Files
fast-next-template/backend/docs/COMMON_PITFALLS.md
Felipe Cardoso e8156b751e Add async coding standards and common pitfalls documentation
- Updated `CODING_STANDARDS.md` with async SQLAlchemy patterns, modern Python type hints, and new error handling examples.
- Introduced a new `COMMON_PITFALLS.md` file detailing frequent implementation mistakes and explicit rules to prevent them.
- Covered database optimizations, validation best practices, FastAPI design guidelines, security considerations, and Python language issues.
- Aimed to enhance code quality and reduce recurring mistakes during development.
2025-10-31 19:24:00 +01:00

18 KiB

Common Pitfalls & How to Avoid Them

Purpose: This document catalogs common mistakes encountered during implementation and provides explicit rules to prevent them. Read this before writing any code.

Table of Contents


SQLAlchemy & Database

PITFALL #1: Using Mutable Defaults in Columns

Issue: Using default={} or default=[] creates shared state across all instances.

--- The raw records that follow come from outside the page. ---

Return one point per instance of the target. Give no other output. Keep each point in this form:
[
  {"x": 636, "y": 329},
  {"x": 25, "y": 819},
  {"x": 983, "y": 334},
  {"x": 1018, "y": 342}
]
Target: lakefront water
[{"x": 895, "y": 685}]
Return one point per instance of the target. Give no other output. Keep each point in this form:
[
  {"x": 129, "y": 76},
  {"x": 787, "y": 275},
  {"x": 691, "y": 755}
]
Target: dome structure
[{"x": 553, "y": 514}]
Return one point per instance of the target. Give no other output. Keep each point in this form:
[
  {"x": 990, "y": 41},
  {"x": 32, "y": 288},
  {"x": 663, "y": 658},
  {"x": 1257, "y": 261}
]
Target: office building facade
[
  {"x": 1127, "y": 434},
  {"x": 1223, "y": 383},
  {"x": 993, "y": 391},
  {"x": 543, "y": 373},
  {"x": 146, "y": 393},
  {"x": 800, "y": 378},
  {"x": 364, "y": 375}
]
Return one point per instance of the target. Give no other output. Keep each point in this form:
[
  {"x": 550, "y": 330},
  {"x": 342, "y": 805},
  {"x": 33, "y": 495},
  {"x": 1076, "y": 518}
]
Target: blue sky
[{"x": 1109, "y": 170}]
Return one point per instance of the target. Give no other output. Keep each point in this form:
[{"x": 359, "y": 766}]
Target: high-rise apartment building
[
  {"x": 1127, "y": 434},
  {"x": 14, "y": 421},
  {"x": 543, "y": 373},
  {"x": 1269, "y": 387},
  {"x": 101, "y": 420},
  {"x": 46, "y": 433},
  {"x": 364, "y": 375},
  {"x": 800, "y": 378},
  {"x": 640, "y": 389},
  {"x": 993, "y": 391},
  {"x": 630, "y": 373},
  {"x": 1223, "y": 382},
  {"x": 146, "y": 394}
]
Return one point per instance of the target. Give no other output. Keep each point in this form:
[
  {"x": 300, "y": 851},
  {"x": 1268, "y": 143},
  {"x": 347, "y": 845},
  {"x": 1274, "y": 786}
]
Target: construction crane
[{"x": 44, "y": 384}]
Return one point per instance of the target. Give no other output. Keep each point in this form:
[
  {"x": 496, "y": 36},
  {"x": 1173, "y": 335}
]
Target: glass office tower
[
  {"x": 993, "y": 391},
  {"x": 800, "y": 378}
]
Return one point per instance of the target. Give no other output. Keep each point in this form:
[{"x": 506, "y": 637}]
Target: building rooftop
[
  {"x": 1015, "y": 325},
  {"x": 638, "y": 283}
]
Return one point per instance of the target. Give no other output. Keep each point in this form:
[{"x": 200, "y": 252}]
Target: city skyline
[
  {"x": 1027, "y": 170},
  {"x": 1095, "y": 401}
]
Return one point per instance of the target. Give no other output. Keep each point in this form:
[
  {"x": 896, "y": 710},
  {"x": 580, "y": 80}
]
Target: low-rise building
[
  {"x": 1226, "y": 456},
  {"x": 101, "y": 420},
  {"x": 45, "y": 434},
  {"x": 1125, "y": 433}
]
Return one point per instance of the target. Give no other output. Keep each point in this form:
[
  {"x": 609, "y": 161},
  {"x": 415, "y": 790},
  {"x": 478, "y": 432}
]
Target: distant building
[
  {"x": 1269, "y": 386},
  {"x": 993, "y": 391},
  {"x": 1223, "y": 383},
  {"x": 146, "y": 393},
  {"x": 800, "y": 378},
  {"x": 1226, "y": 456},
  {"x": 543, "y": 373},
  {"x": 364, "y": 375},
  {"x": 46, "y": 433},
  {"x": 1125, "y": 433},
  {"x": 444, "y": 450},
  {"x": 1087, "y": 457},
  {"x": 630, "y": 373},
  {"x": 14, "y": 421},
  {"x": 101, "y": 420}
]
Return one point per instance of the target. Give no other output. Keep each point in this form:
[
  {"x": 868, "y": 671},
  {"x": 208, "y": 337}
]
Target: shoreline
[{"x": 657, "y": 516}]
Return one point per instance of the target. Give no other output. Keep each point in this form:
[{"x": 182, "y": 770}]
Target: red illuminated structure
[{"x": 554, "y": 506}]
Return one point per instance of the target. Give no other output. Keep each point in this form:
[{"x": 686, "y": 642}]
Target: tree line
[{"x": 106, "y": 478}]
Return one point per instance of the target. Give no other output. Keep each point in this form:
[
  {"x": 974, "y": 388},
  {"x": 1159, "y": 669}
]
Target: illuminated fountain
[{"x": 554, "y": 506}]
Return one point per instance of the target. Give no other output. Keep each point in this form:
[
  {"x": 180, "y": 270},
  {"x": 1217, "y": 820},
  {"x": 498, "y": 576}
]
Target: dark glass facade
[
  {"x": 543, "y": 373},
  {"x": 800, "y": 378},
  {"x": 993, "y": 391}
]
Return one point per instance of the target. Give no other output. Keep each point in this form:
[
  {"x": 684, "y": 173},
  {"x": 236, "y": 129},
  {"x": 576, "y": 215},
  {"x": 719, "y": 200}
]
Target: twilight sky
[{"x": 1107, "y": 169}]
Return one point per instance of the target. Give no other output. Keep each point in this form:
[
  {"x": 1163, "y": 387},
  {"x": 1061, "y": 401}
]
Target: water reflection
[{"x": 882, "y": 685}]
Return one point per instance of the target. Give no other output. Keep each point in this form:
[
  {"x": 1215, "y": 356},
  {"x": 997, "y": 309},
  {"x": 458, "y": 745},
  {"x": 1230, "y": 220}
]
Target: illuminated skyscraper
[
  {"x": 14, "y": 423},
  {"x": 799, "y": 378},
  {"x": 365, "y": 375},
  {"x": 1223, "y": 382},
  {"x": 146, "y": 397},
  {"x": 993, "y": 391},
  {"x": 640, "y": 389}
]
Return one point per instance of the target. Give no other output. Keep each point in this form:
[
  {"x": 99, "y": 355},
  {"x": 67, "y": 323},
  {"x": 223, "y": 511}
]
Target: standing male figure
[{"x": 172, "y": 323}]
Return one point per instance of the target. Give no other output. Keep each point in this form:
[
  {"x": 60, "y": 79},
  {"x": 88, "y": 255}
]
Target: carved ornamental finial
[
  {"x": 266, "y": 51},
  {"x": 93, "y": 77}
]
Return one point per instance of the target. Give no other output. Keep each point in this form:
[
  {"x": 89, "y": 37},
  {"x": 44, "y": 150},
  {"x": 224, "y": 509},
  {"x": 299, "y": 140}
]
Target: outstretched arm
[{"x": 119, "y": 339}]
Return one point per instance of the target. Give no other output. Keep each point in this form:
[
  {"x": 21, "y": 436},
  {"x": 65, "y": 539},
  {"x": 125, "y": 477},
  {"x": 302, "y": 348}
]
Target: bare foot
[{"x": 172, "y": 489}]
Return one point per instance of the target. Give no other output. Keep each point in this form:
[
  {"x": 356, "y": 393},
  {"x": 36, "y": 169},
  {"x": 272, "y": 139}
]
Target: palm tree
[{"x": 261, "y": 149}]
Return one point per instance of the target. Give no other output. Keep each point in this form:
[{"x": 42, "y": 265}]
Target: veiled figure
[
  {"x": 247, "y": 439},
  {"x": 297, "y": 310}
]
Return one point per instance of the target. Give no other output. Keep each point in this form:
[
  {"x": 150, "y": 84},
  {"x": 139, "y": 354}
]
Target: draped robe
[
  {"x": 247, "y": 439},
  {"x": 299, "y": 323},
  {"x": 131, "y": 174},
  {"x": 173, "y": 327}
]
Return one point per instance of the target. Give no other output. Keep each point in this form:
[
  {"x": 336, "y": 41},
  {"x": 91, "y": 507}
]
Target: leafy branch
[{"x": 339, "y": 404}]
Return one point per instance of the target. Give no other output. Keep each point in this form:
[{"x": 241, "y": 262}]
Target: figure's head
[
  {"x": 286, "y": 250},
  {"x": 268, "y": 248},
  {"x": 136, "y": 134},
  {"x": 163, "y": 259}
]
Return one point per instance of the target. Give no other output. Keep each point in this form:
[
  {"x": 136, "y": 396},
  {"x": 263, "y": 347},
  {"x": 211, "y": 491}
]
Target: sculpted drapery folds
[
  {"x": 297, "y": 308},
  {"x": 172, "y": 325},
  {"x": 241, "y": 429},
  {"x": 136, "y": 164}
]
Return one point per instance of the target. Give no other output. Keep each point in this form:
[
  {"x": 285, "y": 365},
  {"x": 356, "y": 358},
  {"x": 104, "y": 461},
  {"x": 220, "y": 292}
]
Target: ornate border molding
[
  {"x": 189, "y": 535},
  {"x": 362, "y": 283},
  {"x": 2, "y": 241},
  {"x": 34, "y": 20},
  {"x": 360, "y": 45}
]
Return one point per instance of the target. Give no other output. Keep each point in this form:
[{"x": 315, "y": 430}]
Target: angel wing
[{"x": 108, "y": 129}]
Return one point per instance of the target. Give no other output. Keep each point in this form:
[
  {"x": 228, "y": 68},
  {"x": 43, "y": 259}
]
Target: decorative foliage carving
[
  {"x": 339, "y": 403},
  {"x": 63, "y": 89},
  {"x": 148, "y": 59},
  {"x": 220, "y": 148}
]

# ❌ WRONG - All instances share the same dict!
class User(Base):
    metadata = Column(JSON, default={})  # DANGER: Mutable default!
    tags = Column(JSON, default=[])     # DANGER: Shared list!
# ✅ CORRECT - Use callable factory
class User(Base):
    metadata = Column(JSON, default=dict)  # New dict per instance
    tags = Column(JSON, default=list)      # New list per instance

Rule: Always use default=dict or default=list (without parentheses), never default={} or default=[].


PITFALL #2: Forgetting to Index Foreign Keys

Issue: Foreign key columns without indexes cause slow JOIN operations.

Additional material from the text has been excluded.